I agree, Valeria. Not the technology. I wonder if investors are running because the tech sector – unlike the banking, insurance, and assembly line automotive industry – was not deemed “too big to fail” at the turn of the century and, despite being the driving force behind the global economy, would not get a bailout.
It’s the short-sighted pursuit of symptoms, leaving the root causes of all these problems to fester. Eventually, these problems get Gangrenous and have to be amputated.
I mean, really. All this talk about creating jobs. Why? If we’re shorting the education system, which is already turning out graduates who can’t read or write, what makes anyone think we’re going to get decent, meaningful jobs out of that?

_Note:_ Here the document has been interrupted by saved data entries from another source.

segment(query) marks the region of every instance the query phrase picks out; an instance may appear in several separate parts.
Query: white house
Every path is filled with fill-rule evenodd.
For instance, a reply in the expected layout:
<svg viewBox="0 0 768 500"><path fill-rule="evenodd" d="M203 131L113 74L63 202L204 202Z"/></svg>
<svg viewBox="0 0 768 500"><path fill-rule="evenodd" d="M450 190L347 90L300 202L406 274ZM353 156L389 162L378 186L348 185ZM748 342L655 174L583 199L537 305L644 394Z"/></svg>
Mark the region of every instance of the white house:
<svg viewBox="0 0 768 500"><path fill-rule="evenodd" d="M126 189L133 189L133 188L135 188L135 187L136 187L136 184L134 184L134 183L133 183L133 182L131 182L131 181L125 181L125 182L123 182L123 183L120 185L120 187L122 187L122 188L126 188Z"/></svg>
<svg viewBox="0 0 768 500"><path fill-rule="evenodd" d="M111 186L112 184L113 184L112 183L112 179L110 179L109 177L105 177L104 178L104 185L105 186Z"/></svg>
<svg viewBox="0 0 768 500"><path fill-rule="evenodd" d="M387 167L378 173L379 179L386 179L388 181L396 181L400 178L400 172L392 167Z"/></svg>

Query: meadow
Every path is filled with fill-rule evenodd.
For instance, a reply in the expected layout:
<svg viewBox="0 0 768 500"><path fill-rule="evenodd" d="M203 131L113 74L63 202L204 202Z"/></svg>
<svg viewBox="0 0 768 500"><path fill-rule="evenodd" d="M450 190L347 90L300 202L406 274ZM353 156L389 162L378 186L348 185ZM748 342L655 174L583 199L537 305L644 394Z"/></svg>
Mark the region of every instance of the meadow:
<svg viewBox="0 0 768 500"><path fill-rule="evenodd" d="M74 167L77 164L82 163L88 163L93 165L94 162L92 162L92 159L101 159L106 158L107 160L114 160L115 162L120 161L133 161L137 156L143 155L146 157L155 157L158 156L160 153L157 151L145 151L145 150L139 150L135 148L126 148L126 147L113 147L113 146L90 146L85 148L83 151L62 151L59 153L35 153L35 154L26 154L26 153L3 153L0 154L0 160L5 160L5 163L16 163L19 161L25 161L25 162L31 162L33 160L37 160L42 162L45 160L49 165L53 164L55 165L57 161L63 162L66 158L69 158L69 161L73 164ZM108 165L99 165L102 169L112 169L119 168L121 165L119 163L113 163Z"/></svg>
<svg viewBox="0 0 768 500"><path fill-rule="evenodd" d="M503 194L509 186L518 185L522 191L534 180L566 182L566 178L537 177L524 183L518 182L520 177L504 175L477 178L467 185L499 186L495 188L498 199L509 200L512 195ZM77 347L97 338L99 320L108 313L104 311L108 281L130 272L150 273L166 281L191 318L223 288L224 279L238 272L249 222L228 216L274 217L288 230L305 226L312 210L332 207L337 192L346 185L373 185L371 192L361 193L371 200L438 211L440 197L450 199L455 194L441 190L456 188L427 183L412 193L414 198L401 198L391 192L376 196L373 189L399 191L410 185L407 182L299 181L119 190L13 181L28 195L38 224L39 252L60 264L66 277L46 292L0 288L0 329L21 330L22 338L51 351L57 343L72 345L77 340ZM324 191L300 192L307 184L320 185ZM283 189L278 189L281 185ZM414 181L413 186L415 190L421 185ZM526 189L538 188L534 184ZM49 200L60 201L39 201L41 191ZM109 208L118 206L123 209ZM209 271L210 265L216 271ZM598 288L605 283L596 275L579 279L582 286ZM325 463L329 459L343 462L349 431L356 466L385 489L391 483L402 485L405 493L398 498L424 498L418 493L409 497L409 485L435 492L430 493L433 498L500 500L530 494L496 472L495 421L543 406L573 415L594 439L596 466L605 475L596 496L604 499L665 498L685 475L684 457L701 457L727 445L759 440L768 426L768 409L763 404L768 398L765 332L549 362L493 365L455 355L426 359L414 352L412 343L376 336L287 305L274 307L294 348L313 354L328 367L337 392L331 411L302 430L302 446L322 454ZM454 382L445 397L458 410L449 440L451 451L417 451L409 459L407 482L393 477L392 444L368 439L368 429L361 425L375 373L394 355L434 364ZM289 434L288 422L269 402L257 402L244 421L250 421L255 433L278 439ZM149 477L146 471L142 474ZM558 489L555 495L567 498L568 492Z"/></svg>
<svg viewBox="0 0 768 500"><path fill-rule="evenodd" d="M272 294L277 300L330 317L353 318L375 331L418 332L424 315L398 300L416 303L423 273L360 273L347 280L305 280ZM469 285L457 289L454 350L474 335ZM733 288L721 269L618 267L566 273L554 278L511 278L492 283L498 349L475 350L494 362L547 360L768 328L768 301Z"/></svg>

If someone in China could do the job for less money or a computer could do it faster, it’s NOT a job we need. Yet I suspect our representatives will engage in more counter-productive protectionism to get just that. In the end, this focus on symptoms instead of causes leads to a choice between owning a McDonald’s or working there.
We need to be looking to the future, determining what it should look like for people, places, and planet, and then work our way backward to where we are, determining the milestones along the way.
And nobody is going to do it for us.
I was waiting to respond to this thoughtful comment of yours because, if we’re voted in and accepted, we plan to have a meaty discussion of the topic of disruptive technology at SxSW interactive next year. It’s been long a dream of mine to bring together the two worlds of business and technology, and for the sake of the viability of commerce, we need to.